I've heard that argument that raising wages would cause American citizens to take up these jobs.
While it sounds logical, there's nothing in American history that says this will happen, that citizens would take these jobs.
What was America founded upon? Slavery. They wanted to enslave the indigenous people, but when that didn't work out, they enslaved Africans.
They always wanted an underclass.
When African Americans were freed, did they raise wages so white citizens would take the jobs? No. They imported coolie labor from Ireland and China. These men were under debt bondage, if not by law, then by the fact they faced racism.
Then the Irish spearheaded attacks on Chinese, and eventually got a law to prohibit Chinese immigration. But, Asian contract labor continued, from Japan, Korea, and the Philippines, at different times, and each eventually excluded from immigration.
Then, when the economy went bad in the Depression, they deported Mexicans and Mexican Americans who were citizens.

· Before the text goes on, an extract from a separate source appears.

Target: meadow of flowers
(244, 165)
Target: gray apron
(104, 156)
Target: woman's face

When the demand for labor came back, they created a guest worker program called the Braceros, which was a virtual kind of slavery. They even got ripped off. Japanese Americans who had been imprisoned in concentration camps were also "allowed" to work on farms, for a fraction of what free people earned.
Then, after that, we had the "illegal immigrant" period, which, compared to the previous periods of labor importation that resembled slavery, was a period of relative freedom.
We also changed the economy a bit to use more imported goods.
Now, we're headed back into an exclusionary period, and it feels like fascism.
There were short periods during this history, when wages went up, and people could get some money doing farm labor, cleaning houses, doing handyperson work, killing animals for food, and so forth, doing exactly the same jobs that slaves did in the early days of the US. Those periods didn't last.